One bottle red wine. It does not have to be a good wine, just drinkable.
Some onions. Some in this case being the highly variable number from minimum of 2 to as many onions as you think people will enjoy eating.
Tomato paste.
Bay leaves.
Salt & pepper to taste.
Garlic. A lot.
Sauce:
Ketchup
Brown sugar
Cider vinegar
Dash or two of Worcestershire sauce*
Instructions:
Take your brisket.
Put it in a giant ziploc bag with a bottle of red wine. It does not have to be good red wine, just drinkable. If you like, you can put in some smashed cloves of garlic. Let that sucker hang out in the fridge a while getting purple
When you are ready to cook it, take it out of the bag. SAVE THE WINE. YOU WILL NEED IT LATER.
Pat the now very purple meat dry.
Take a Dutch oven or covered sauté pan (or you can do this with a heavy roasting pan. You need something with serious weight that you can cover) and put it over a burner.
Heat the oil.
While the oil is heating, salt the brisket a little bit.

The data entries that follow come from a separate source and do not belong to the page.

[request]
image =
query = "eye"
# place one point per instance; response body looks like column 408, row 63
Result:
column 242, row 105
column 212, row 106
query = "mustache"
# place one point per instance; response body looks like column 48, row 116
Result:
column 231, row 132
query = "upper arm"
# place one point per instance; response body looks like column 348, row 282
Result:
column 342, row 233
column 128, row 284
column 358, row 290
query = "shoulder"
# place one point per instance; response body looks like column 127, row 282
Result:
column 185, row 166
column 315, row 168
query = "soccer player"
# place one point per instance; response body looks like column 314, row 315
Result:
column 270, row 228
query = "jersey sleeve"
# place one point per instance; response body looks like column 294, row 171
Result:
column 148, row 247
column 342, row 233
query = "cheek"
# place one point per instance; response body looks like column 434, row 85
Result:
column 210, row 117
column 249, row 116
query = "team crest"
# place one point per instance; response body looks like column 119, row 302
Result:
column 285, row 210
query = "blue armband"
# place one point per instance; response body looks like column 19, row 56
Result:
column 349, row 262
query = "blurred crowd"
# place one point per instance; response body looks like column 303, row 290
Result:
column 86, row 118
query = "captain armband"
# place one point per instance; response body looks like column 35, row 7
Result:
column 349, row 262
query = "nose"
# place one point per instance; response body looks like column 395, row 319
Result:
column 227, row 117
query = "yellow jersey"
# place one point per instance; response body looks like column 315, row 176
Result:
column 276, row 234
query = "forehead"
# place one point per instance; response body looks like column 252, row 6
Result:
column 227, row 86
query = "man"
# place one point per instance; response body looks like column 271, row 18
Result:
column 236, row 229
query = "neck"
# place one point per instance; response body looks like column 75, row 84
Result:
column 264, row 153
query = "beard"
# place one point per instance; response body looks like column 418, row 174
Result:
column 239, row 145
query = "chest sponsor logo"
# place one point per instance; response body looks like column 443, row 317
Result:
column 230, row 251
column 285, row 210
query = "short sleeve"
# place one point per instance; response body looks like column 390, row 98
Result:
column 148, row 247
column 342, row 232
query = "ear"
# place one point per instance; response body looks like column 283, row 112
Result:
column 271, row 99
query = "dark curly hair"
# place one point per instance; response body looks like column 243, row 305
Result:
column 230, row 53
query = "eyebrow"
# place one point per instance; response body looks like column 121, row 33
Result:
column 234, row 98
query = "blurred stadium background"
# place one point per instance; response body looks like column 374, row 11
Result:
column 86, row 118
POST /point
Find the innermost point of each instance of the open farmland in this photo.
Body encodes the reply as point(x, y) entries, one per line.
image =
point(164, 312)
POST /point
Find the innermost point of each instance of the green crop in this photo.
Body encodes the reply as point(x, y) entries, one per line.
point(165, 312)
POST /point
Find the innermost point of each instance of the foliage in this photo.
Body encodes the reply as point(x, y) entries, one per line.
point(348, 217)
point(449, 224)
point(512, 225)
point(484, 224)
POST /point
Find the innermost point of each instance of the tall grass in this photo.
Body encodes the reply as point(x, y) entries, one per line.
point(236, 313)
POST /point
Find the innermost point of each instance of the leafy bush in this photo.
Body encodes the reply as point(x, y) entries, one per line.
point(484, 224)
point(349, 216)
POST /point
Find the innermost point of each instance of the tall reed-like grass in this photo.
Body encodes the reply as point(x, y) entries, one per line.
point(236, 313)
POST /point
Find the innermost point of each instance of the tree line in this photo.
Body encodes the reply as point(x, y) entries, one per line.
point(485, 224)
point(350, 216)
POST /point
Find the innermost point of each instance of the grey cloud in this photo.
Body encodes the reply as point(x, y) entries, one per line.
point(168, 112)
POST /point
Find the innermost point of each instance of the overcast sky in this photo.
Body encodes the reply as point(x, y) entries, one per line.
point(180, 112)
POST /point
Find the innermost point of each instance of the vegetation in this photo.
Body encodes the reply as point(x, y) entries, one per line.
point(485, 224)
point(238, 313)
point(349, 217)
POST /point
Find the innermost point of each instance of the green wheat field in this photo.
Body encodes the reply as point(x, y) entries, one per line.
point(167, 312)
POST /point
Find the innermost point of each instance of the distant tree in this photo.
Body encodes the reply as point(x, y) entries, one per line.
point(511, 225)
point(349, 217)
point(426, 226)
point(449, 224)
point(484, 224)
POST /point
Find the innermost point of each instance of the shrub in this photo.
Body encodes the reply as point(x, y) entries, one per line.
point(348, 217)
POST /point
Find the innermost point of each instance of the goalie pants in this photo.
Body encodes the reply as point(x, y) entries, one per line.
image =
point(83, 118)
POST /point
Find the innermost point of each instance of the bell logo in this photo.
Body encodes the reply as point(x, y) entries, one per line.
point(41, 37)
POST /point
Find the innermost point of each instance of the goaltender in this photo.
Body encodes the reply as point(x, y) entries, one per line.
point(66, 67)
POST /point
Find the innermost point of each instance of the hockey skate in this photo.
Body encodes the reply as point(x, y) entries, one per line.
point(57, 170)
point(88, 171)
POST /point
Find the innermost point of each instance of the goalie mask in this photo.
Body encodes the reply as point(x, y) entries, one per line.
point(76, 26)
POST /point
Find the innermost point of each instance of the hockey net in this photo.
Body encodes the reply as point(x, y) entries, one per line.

Unless it’s not from a kosher butcher, in which case salt it a lot.
Slice your onions.
Now, with your hot oil, brown both sides of your brisket. Remove to a plate, lid of your pot, whatever. You want to be able to catch the juices.
Turn the heat down a bit and dump your onions and some garlic in the pot. Add salt and pepper and a couple tablespoons of tomato paste.
While the aromatics are getting nice and browned and soft, mix your sauce until it tastes right (you get to decide how much sweet vs sour you want).
Now, deglaze your pan with all that wine you saved and let it reduce.
Once you’ve scraped up all the lovely brown things on the bottom of your pan, put the brisket and juices in the pan
Cover the brisket with onions, dump sauce on top
Cover, stick in a 300F oven for about 3-4 hours
Take out, let cool, slice, and reheat with glorious sauce
Non oven instructions:
Should you possess a slow cooker that also allows you to brown the meat (e.g. an Instant Pot), use the sauté setting to brown the meat and aromatics.
Set the slow cook setting to 4 hours on low.
*There are some strictly kosher folks who won’t mix proper Worcestershire sauce with meat. I do, but you can either use an imitation or just soy sauce. The point is to round out the flavor with a bit of umami.